“The size of your faith is not measured by the things you ask for.”
I said this as I watched the spearmint wilt under the heat of the water. Preston and I have taken to steeping the leaves themselves in our teapot some nights; it makes us slow down, at least for the ten minutes we set our timers to. We let water do its mysterious work. We wait.
I found myself saying this to someone who was waiting with us for a second steeping of the leaves. We had been talking about big dreams that we all have, and the often insignificant size of the steps we take towards them every day. I am always quick with a sentence of empathy, support – but this one seemed to come from my mouth without me being the speaker. The size of your faith is not measured by what you ask for.
We poured the tea, and we all went back to scribbling in notebooks the small next steps we might take towards realizing a big, beautiful dream. And I kept thinking about how it could be that I said something without having thought of it, read from my mind like so much ticker tape. The steam of the tea slowly settled as the cup grew colder in my hands. Long after we went to bed, I was still awake. Who was that speaking? Was that for me?
Some days I am a wistful believer, a sideways-glancer, a noticer of those who stretch arms wide in worship and those who get readily, consistently, obediently to their knees every day. I keep a kind of faith envy nestled somewhere near where my collarbone meets my neck. That’s where I feel it, a small lump when I see someone whose faith fairly sings, who is a small speck on the horizon of the water, running to Jesus. I screw up my eyes to try and glimpse what they’re doing – I imagine them, pants or shorts or dresses soaked, feet pulling deep water up to the surface with each step, eyes fixed on the man who looks like everyone and no one, his arms stretched wider than seems possible in these limited muscles and bones. I imagine that meeting triumphant, full of love. I imagine this in my wistfulness, and I turn back grumbling. I’ve been in and out of the same boat ten thousand times. I have made it maybe ten steps on the water. I keep thinking I will see Jesus and my eyes hurt from peering in sun and fog and rain and ocean spray and so I turn back again and again to the boat.
The size of your faith is not measured by what you ask for.
Could that have been Jesus, sitting with us, watching water hiss and steam rise, waiting for that second cup of tea?

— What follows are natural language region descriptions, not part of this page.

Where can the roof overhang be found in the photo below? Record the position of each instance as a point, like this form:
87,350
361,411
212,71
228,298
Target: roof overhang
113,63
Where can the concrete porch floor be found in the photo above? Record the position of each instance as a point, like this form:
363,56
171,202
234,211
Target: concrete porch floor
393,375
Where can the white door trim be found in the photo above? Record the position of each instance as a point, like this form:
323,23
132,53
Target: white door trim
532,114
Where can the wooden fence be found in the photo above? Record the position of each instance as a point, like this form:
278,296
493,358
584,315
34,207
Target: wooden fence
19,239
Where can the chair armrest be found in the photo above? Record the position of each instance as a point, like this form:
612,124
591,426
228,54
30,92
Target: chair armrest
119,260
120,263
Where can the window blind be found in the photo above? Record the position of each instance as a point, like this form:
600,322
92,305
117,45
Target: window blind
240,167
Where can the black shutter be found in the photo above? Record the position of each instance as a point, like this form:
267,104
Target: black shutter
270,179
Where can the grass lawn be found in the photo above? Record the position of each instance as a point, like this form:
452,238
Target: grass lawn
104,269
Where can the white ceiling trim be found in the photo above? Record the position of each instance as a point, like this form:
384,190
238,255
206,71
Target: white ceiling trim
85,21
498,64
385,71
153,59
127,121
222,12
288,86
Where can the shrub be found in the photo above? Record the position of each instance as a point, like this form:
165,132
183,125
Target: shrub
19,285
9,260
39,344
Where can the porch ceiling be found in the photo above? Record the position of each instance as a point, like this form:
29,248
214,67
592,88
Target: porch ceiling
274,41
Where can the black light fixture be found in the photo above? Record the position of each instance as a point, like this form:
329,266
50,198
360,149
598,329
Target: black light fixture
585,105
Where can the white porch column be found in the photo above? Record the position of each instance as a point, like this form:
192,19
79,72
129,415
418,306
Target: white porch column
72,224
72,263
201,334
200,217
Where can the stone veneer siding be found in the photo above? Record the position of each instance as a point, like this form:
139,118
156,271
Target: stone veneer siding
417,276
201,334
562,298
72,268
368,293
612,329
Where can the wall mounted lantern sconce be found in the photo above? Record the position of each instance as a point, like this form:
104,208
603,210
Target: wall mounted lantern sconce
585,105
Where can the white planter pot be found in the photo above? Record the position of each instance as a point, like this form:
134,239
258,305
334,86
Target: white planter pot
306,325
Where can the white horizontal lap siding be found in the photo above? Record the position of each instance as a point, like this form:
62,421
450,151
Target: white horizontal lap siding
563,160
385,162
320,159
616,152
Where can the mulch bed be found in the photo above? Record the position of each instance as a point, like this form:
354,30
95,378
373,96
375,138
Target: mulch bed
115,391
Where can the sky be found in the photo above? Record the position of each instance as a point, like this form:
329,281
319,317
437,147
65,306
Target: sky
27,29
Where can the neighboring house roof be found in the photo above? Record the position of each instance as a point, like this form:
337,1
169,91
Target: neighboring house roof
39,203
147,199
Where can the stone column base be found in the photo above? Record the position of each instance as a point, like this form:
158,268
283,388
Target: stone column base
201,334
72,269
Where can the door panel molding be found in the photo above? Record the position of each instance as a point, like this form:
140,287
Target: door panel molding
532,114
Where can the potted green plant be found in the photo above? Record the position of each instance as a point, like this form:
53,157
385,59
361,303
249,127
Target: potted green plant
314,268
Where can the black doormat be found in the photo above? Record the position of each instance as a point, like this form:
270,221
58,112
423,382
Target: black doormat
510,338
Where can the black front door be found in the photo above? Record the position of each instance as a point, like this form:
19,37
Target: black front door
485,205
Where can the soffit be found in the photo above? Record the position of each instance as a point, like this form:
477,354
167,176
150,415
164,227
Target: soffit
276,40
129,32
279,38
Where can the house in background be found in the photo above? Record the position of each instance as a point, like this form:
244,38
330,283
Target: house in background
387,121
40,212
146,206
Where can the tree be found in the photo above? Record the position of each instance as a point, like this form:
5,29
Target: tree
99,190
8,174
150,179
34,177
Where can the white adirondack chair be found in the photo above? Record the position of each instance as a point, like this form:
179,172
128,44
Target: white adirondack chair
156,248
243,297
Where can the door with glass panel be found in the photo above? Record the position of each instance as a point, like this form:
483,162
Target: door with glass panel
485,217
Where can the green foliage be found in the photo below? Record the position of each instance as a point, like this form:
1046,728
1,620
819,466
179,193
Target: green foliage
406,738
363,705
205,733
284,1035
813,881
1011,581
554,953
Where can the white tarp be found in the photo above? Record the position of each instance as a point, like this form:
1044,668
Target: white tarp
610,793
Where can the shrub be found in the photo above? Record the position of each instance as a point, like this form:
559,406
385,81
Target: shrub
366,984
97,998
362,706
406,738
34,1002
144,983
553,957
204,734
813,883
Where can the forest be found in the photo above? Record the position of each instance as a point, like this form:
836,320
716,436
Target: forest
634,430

And if it was Jesus, how can he be the same Jesus who I squint to see greeting the wilder faith of others so far out on the water?
Jesus is the measurer, the keeper and maker and beholder of our faith. Jesus is as unafraid to get right up next to the boat as he is to stand back and call out.
The size of your faith is not measured by how far out you ask to go.
Sometimes, asking just to get one foot in the water is harder than asking to run ten miles on a surface that shouldn’t hold us up. Sometimes, asking just to gain the strength to go to the next service, to walk up to Communion, to be held by someone else’s prayer or someone else’s faith, is a bigger ask than asking to see before our eyes a miracle of feet help up on the open sea.
When I realized it was Jesus, I prepared myself for the reprimand. Envy is vice, clinging to my collarbone, keeping me grumbling in the bottom of the boat. I prepared myself with guilt and ashes and shame.
Jesus does not come with those. Jesus comes with the same impossibly wide arms and the same embrace. Jesus gets into the boat with me on the days I cannot get out of it, and in his quietness he touches the lump in my throat, the envy at my neck, the same quizzical look in his eyes. The size of your faith is not measured by how far out you asked to go. It is not measured by how far out anyone else goes. I can feel the envy slipping away, dissolving like steam in the air.
It is enough to ask for help getting out of the boat; it is enough to ask for help in asking.